他说,我还欠他一件衬衫跟床单。作为补偿,他要求我买一份新的送过去。季南风出去接电话的时候我看到了林蓓蓓。她气色似乎不太好,朝我咧嘴一笑,坐在了我的对面。林蓓蓓手抚摸着她微微隆起的小腹,说出了她找我的目的。
“云川投资失败了,但是他现在瞒着家里,爸妈年龄大了,傅爸有心脏病,云川没敢告诉他们,我们两个在这个城市就有你这么一个朋友,希望你能够帮帮我们,我们会尽快还钱的。”
真是好笑,果然是有钱人家的女儿,连求人都这般理直气壮,两边父母都不想麻烦,反倒是来找我这个外人了。
我继续喝着凉透了的咖啡,苦涩感在口中久久不散。林蓓蓓还在对面说着他们的甜蜜跟共同奋斗的不容易,我突然意识到,似乎,她来的目的,不是要找我借钱,而是来炫耀她们的幸福美满,然后顺便看看我有多么落魄。
“千阳,即使你还爱着他,就算你看不得我们两个人幸福,可是云川毕竟是你从小玩到大的朋友,你就这么狠心?咱俩一样都是女人,你就不能理解一下我吗?”楚楚可怜的林蓓蓓,双眼噙着泪花。
爱你大爷!
“打住,你别含屎喷人。我以前难过是因为感觉自己跟错了人,现在就算傅云川跪着求我,我也不会回头,你知道吗,劈腿的男人跟粘了屎的钱一样,虽然我会惋惜,但是我决不会再捡起来。尤其是粘了屎的一块钱。”
“咱俩不一样,你除了爱情一无所有,我至少还有自我。”我想到了大学期间的林蓓蓓,永远都离不开男人。
林蓓蓓着急了,她生气了。怒气堆了一脸,让我觉得她异常丑陋。
我是学医的,你也知道,再不走,小心我让你肚子里的孩子无声无息消失。
林蓓蓓彻底怒了,她将咖啡泼在了我身上,转身离开了。
其实我一点也不在意,反倒是有点释然了,我好像,不怎么恨他们了。
季南风说佩服我。佩服我在婚礼上的胆大妄为,佩服我刚才的口无遮拦,这是在夸人吗?
原来,我们在傅云川的婚礼上已经见过面了。
窗外的雨下得越来越大了,倾盆大雨下个不停,从房檐上流下来的雨水在街道上汇集成一条条小溪,没有一点要停的趋势。
我准备冲出去,被季南风一把拉了回去。我看着他,他看着窗外的雨,缓缓地说了一句:我想跟你多呆一会。
万物,在不同的人的眼里,有着不同的景致;就如眼前的雨花,一千个人眼里有一千个风景一样。那天晚上,于我,就好像是黑暗枯燥的生活里落入了万千精灵。
那天之后的我们,就好像什么都没有发生过。
林蓓蓓的生产不太顺利,那天晚上我在值班。我选了几个能力不错的护士看护着她。总算是母子平安。

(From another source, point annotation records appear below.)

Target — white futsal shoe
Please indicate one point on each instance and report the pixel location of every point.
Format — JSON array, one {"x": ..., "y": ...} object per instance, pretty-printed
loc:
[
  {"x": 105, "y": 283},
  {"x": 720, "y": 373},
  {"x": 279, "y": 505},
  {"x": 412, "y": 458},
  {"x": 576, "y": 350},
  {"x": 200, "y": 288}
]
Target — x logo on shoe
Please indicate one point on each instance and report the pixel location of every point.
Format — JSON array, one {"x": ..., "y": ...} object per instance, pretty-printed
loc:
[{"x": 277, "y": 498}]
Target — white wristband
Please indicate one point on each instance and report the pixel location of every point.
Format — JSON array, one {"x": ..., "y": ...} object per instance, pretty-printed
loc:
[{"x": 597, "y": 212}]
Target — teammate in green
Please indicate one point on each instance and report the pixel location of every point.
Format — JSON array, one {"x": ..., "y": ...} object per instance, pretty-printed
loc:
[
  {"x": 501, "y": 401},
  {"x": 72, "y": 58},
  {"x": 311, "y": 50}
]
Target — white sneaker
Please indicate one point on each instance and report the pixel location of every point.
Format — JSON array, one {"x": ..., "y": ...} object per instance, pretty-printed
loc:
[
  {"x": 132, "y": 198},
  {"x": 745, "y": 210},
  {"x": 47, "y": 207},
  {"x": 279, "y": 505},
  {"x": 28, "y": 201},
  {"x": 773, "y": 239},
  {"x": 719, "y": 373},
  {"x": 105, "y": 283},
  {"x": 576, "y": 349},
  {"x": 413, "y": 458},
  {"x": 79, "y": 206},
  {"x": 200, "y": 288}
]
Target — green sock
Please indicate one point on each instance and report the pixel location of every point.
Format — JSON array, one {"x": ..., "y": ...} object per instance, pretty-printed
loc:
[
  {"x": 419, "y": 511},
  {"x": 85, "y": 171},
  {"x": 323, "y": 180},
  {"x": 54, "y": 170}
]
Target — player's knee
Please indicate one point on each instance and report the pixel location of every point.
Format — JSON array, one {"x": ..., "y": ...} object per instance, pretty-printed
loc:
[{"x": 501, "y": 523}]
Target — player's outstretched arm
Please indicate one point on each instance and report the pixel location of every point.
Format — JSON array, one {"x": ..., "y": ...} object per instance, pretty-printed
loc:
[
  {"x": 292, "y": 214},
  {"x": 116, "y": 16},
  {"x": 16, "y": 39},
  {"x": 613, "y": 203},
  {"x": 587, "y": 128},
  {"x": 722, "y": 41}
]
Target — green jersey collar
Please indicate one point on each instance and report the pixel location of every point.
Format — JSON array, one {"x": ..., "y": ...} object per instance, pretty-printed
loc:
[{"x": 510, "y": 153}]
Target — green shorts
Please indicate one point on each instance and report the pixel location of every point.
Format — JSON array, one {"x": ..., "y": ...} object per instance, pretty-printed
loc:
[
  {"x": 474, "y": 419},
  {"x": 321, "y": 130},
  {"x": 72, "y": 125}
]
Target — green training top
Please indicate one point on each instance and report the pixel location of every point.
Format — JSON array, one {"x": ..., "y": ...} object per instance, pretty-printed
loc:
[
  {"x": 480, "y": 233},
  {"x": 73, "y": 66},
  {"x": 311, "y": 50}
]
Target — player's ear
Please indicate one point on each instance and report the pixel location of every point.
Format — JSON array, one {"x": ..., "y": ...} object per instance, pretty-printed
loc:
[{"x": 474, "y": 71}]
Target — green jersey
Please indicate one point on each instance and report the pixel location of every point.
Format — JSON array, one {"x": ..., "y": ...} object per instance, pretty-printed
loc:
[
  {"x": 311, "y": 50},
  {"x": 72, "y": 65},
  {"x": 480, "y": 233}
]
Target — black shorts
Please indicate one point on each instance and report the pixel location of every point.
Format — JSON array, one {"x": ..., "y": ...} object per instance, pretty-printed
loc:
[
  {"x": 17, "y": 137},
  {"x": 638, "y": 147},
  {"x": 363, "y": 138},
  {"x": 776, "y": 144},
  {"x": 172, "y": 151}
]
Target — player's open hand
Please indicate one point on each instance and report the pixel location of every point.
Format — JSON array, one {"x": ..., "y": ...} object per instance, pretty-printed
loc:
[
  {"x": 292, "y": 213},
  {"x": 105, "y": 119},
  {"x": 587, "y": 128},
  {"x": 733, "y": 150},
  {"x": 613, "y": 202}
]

傅云川走过来扇了我一巴掌,我万万没有想到那天在“流年”的玩笑话竟然成为林蓓蓓诬陷我的理由。傅家人坚持着林蓓蓓的身体一直很好,不可能会有难产的情况发生,必定是我利用职务之便从中作梗。
“怎么,半年前,你妻子来找我是为了我的钱,今天你来找我,是为了我的命吗?”我狠狠地盯着这个丑陋的男人,这就是我的青梅竹马,我曾经的良人。
我离开之后返回去的时候看到了休息厅的季南风狠狠地给了傅云川一拳。
这就是一个男人应该做的,肆无忌惮伤害曾经的爱人。你爱楚楚可人的林蓓蓓,作为男人你渴望得到一个女人的依赖与爱慕,所以你抛弃了宋千阳。可是,她的坚强,她的独立的人格,她的骄傲的自尊,因为这些,你一辈子都配不上她。
作为曾经的好友,我奉劝一句,以后,你们两个人离她远点,再让我看到你们伤害她,我绝不放过。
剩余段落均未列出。